Le retour des beaux jours relance un conflit très concret dans les maisons mitoyennes, les jardins étroits et les copropriétés avec balcon : le voisin allume son barbecue, la fumée entre dans votre logement, les odeurs restent sur le linge, les cendres tombent sur la terrasse ou le syndic reçoit des plaintes en série.

L’actualité rend le sujet immédiatement exploitable. Service-Public rappelle que l’utilisation occasionnelle d’un barbecue ne suffit pas, en elle-même, à caractériser un trouble anormal de voisinage, mais qu’un usage abusif peut être sanctionné. Plusieurs médias grand public ont repris le sujet en mai 2026 avec l’arrivée des premiers week-ends chauds. Les recherches Google Ads consultées pour ce run confirment la demande : « fumée barbecue voisinage » ressort à environ 320 recherches mensuelles en France, avec une concurrence faible. Les requêtes associées « barbecue voisin fumée recours », « voisin barbecue nuisance », « barbecue balcon copropriété interdit » et « nuisance olfactive voisin recours » montrent une intention pratique : savoir si l’on peut faire cesser la nuisance et quelles preuves réunir.

La réponse courte est la suivante : un barbecue ponctuel est généralement toléré, mais des fumées répétées, dangereuses, dirigées vers un logement, contraires au règlement de copropriété ou créant un risque d’incendie peuvent justifier une action. Le dossier se gagne rarement avec une simple plainte de principe. Il faut prouver la fréquence, l’intensité, la gêne, le risque et le lien avec le barbecue du voisin.

Le cabinet a déjà publié des articles sur les nuisances de voisinage en location Airbnb et sur le tour d’échelle en cas de refus d’accès du voisin. Le présent article traite un angle distinct : fumées, odeurs, barbecue sur balcon, règlement de copropriété et action utile avant l’été.

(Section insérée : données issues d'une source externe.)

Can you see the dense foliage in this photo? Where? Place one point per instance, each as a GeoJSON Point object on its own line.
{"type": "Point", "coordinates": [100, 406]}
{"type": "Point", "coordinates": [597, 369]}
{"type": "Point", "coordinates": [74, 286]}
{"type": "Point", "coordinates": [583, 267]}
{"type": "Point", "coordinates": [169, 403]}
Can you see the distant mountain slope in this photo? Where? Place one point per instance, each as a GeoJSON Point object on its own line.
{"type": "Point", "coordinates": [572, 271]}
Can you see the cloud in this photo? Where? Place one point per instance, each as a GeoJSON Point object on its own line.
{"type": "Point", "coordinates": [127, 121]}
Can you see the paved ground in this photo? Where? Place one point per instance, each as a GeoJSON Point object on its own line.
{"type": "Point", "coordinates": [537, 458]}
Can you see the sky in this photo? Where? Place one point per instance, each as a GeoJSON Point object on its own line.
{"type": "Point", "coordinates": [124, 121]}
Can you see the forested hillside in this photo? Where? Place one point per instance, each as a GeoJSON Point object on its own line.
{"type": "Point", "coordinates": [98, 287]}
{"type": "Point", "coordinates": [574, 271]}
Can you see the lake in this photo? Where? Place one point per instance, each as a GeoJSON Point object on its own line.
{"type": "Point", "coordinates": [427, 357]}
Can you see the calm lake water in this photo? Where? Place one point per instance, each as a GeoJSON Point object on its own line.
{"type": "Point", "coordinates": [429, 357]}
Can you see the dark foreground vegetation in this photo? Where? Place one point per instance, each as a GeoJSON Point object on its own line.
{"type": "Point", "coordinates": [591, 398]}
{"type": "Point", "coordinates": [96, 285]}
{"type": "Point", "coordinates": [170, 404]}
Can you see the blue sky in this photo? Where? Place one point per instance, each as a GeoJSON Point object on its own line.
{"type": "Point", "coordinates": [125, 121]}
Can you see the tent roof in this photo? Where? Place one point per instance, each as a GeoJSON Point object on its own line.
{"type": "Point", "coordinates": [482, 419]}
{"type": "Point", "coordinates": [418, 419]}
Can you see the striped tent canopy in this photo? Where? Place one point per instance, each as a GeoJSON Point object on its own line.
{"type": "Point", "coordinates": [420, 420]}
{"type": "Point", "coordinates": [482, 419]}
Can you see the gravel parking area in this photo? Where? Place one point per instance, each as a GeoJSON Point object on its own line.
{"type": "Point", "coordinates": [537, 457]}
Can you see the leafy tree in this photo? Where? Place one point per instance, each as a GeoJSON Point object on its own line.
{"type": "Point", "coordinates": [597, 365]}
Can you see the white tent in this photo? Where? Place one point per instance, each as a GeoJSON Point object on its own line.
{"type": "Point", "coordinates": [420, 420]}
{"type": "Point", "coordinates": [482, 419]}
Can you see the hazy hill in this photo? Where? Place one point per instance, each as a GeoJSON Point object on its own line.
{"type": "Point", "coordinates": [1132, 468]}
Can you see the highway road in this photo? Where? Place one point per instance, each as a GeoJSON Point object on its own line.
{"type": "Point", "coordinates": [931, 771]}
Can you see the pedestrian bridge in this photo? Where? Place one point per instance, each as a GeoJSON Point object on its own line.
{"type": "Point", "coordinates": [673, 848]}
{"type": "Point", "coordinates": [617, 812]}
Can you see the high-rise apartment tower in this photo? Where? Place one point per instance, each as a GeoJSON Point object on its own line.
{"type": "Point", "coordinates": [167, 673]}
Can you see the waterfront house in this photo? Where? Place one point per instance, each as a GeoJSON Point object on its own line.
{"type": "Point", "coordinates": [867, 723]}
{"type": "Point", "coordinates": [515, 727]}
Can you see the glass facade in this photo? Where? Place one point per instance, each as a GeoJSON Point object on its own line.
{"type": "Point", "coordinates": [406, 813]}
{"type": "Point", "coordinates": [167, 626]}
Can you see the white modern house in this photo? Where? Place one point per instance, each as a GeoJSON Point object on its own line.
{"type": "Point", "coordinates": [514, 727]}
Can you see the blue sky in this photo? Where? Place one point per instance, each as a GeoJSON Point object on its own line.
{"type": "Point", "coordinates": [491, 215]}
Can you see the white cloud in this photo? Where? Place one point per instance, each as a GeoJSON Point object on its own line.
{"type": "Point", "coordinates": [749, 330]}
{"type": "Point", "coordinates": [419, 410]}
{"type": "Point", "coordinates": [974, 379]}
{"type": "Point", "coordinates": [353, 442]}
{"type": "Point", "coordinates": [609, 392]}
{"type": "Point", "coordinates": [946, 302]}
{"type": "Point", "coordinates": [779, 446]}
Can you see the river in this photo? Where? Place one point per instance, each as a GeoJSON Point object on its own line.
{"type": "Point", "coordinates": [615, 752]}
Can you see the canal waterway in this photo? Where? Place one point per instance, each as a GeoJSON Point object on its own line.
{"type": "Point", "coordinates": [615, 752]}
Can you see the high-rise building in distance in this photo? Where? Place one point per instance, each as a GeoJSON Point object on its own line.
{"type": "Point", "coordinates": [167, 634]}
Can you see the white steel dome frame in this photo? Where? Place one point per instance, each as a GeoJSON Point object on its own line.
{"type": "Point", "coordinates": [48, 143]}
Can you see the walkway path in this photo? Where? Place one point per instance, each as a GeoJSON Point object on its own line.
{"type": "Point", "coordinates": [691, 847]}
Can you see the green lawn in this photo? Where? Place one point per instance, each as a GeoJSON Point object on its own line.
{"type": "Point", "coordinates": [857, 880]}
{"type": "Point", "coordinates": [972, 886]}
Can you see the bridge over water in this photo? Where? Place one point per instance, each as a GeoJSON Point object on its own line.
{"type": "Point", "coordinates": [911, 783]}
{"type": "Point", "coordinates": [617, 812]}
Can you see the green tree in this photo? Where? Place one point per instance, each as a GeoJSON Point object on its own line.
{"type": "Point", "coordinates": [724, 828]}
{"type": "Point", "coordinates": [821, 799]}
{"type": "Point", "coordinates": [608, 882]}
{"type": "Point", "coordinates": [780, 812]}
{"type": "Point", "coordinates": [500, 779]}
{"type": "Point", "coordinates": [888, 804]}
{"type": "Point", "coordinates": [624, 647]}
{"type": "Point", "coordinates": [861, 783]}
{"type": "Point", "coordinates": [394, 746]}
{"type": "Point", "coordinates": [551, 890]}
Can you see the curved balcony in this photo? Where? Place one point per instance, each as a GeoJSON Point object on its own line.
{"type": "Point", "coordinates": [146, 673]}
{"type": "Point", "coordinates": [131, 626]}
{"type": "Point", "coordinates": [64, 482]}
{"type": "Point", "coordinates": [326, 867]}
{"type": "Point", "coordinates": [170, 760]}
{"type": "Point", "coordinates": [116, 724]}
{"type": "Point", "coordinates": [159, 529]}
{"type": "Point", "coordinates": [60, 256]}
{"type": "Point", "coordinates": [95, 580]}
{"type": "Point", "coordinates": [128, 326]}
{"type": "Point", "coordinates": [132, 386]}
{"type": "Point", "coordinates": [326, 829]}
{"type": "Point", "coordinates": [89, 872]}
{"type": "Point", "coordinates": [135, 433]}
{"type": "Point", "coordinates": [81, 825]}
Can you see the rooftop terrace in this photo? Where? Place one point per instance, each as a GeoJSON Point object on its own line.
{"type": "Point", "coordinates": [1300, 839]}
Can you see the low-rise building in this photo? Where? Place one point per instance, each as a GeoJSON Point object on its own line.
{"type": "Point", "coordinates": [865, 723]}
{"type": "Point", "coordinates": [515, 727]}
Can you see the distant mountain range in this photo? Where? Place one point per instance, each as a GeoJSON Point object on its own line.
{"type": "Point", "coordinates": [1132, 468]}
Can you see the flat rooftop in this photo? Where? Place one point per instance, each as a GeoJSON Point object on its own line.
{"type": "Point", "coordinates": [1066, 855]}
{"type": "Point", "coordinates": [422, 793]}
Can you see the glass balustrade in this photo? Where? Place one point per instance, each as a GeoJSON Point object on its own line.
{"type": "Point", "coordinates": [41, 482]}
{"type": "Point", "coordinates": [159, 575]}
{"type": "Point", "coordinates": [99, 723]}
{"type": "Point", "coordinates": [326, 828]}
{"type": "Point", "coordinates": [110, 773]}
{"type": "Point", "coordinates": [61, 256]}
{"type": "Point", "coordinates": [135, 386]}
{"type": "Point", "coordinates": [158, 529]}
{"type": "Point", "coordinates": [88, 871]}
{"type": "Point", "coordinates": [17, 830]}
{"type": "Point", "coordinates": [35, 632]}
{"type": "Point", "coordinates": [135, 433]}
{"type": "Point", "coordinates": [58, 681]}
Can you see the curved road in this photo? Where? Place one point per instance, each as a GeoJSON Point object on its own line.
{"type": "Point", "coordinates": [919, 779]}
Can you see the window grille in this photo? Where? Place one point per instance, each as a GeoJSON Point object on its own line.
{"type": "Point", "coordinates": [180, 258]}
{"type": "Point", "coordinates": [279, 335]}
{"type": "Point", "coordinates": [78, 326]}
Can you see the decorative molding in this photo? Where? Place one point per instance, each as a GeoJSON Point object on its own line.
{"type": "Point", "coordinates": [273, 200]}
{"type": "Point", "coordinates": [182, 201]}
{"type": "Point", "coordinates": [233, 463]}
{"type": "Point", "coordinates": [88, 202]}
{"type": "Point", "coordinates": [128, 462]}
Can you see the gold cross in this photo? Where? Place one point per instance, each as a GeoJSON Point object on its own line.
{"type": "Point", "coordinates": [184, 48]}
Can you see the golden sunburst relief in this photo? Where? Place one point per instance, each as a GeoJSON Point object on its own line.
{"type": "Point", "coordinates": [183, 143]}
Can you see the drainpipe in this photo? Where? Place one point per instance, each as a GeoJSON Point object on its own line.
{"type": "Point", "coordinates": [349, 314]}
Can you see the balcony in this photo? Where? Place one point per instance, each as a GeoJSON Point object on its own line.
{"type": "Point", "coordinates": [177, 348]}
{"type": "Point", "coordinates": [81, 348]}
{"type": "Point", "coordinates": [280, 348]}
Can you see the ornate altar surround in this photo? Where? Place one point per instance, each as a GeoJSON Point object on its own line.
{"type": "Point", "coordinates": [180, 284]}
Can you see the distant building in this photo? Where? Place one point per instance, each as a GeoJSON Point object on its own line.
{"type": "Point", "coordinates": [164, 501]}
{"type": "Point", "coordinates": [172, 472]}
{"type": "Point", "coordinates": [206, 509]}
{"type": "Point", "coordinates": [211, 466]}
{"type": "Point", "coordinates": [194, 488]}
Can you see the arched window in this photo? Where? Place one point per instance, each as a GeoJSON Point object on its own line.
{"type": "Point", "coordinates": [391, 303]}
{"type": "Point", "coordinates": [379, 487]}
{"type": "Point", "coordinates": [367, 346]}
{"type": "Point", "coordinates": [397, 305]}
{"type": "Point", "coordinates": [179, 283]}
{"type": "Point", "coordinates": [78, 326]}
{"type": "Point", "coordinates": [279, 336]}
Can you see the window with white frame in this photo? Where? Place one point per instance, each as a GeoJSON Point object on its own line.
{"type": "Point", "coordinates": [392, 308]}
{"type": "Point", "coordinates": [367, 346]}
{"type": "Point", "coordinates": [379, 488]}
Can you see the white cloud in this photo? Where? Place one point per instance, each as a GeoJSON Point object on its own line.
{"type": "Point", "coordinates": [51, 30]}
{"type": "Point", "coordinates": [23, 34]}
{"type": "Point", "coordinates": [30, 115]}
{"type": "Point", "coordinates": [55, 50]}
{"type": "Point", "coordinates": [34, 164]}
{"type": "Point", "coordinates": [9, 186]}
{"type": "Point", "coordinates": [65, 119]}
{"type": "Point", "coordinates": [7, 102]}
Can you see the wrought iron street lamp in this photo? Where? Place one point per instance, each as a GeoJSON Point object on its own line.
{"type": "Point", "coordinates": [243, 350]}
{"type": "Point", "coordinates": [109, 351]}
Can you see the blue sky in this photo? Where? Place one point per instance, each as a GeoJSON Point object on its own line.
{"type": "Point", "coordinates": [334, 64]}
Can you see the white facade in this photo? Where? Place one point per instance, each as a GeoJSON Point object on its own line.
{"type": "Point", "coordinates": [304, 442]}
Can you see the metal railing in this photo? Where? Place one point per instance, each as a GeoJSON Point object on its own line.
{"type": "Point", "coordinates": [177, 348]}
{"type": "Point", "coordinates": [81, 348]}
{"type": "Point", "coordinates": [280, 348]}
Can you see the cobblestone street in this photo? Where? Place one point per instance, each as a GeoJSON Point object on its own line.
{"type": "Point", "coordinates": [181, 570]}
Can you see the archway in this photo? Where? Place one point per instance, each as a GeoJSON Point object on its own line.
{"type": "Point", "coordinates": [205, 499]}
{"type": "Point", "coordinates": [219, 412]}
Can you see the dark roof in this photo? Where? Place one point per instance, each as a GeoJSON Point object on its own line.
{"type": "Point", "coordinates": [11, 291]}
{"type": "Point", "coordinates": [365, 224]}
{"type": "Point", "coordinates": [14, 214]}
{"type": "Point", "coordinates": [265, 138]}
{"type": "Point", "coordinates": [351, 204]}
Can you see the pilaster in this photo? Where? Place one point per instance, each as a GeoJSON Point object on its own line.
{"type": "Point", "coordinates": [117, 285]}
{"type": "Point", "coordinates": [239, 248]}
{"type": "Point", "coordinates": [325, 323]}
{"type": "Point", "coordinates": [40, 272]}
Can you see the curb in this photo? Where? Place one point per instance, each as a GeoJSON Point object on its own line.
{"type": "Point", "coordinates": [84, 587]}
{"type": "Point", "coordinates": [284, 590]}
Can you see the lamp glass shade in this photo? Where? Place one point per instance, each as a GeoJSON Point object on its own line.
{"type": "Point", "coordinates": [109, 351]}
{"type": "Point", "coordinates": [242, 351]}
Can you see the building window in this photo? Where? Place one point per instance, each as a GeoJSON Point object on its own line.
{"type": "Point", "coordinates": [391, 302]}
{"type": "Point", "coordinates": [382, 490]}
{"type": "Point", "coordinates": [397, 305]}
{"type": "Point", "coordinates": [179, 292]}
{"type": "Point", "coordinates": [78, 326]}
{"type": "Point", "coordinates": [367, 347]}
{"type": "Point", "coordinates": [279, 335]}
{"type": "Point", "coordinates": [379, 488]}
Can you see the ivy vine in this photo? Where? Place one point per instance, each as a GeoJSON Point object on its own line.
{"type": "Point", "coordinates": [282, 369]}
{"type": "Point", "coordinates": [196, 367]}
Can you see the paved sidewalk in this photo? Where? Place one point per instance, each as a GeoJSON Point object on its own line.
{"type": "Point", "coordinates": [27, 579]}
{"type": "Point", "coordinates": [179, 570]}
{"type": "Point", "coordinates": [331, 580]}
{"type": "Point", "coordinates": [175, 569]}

Fumée de barbecue : quand le trouble devient anormal

Le droit ne sanctionne pas le seul fait de faire un barbecue. Dans une maison individuelle, un usage occasionnel relève en principe des inconvénients ordinaires du voisinage. Dans une copropriété, le raisonnement commence différemment : il faut lire le règlement de copropriété, les clauses relatives aux balcons, terrasses, cours, parties communes, odeurs, fumées et risques d’incendie.

Le trouble devient juridiquement sérieux lorsque plusieurs éléments se cumulent.

Le premier élément est la répétition. Un barbecue isolé un dimanche soir ne se traite pas comme un usage quotidien, plusieurs fois par semaine, pendant plusieurs heures, au même endroit et à proximité immédiate des fenêtres voisines.

Le deuxième élément est l’intensité. Une odeur légère et passagère n’a pas le même poids qu’une fumée qui noircit une façade, empêche d’ouvrir les fenêtres, déclenche des difficultés respiratoires, dégrade un balcon ou expose un brise-vue à des braises.

Le troisième élément est le risque. Le barbecue placé contre une clôture, sous un balcon, dans une cour étroite, à proximité d’un conduit, d’une haie sèche ou d’une façade combustible peut poser un problème différent d’une simple gêne olfactive.

Le quatrième élément est la règle locale. Un arrêté municipal, un règlement sanitaire départemental, un règlement de copropriété ou une décision d’assemblée générale peut limiter ou interdire certains usages, notamment les barbecues au charbon sur balcon.

Depuis l’entrée en vigueur de l’article 1253 du Code civil, le trouble anormal de voisinage est formulé dans le Code civil. Le propriétaire, le locataire ou l’occupant qui est à l’origine d’un trouble excédant les inconvénients normaux de voisinage peut être responsable du dommage qui en résulte.

Barbecue en copropriété : règlement, syndic et balcon

En copropriété, la première pièce à lire est le règlement de copropriété. Il peut interdire le barbecue sur balcon, n’autoriser que les appareils électriques, interdire les flammes nues, limiter les fumées ou imposer une jouissance paisible des lots. Même si le balcon est à usage privatif, il reste souvent soumis à des règles communes.

Le syndic ne doit pas être saisi par un message vague. Il faut lui transmettre des faits datés : jours, horaires, photos, vidéos, localisation du barbecue, type d’appareil, fenêtres touchées, parties communes atteintes, cendres, traces ou plaintes d’autres occupants. Plus le dossier est concret, plus le syndic peut agir utilement.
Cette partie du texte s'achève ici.